La verdad de la ciencia. – Apartado 4 – CAPÍTULO VIII – La unidad en la diversidad armonizada

JUSTICIA Y ECONOMÍA.

Capítulo  VIII

SOBRE  LA  EFICACIA  COORDINADORA  UNIVERSAL DE LA LEY  NATURAL

Apartado 4     

 La verdad de la ciencia.

El Aquinatense no sólo advirtió que el hombre actúa siempre buscando un fin, sino que, dando un paso más, demostró que la razón puede percibir estos fines como objetivamente buenos o malos.

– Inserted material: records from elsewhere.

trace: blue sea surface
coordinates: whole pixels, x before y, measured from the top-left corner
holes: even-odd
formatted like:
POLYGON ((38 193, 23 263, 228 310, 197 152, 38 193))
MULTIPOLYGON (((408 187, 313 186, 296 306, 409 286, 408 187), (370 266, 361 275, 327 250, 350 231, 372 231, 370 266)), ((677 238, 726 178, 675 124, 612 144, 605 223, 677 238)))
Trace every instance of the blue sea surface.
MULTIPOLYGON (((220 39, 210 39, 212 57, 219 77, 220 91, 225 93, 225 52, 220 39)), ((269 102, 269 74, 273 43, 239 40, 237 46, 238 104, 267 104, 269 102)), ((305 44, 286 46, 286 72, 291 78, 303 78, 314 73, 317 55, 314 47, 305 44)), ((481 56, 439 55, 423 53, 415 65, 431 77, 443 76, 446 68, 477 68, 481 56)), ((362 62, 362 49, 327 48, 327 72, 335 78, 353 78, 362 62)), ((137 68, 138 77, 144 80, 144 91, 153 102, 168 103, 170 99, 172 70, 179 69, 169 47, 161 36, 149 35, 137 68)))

Para él, pues, según Copleston, «hay espacio para el concepto de «recta razón», es decir, de la razón que guía los actos humanos para alcanzar el bien objetivo del hombre». Es pues, conducta moral la que es regida por la recta razón: «Cuando se dice que la conducta moral es conducta racional, lo que se pretende afirmar es que se trata de una conducta guiada de acuerdo con la recta razón, la razón que aprehende el bien objetivo para el hombre y dicta los medios para alcanzarlo«[1].

 Estas palabras de Rothbard nos vienen como anillo al dedo para enmarcar otra cuestión fundamental tanto para la construcción intelectual de Vitoria, Soto y Mercado como para la de Hayek interpretada desde su agnosticismo y su laicismo. Puede parecer que sus  planteamientos y conclusiones son muy diferentes, pero creo que en lo sustancial tienen muchos paralelismos sorprendentemente simétricos. Ese reconocimiento del bien objetivo del hombre puede parecer que choca frontalmente con tanto subjetivismo personal puesto de manifiesto tantas veces en este trabajo. Pero quizás no haya tanta contradicción como tópicamente muchas veces se afirma.

Porque, efectivamente, como también señalaban y explicaban nuestros filósofos de hace cuatro siglos,  no todo es subjetivismo. En palabras de Julián Marías:

Un paso decisivo fue ver el valor como lo que merece ser deseado. No es que el sujeto atribuya o dé valor a algo, sino que lo reconoce, lo percibe como tal y por eso lo estima. En la interpretación madura, el valor es algo plenamente objetivo: las cosas tienen valor, independientemente de que yo lo perciba y reconozca o no. Los valores son cualidades que tienen las cosas, que por ello son “bienes” (…)[2]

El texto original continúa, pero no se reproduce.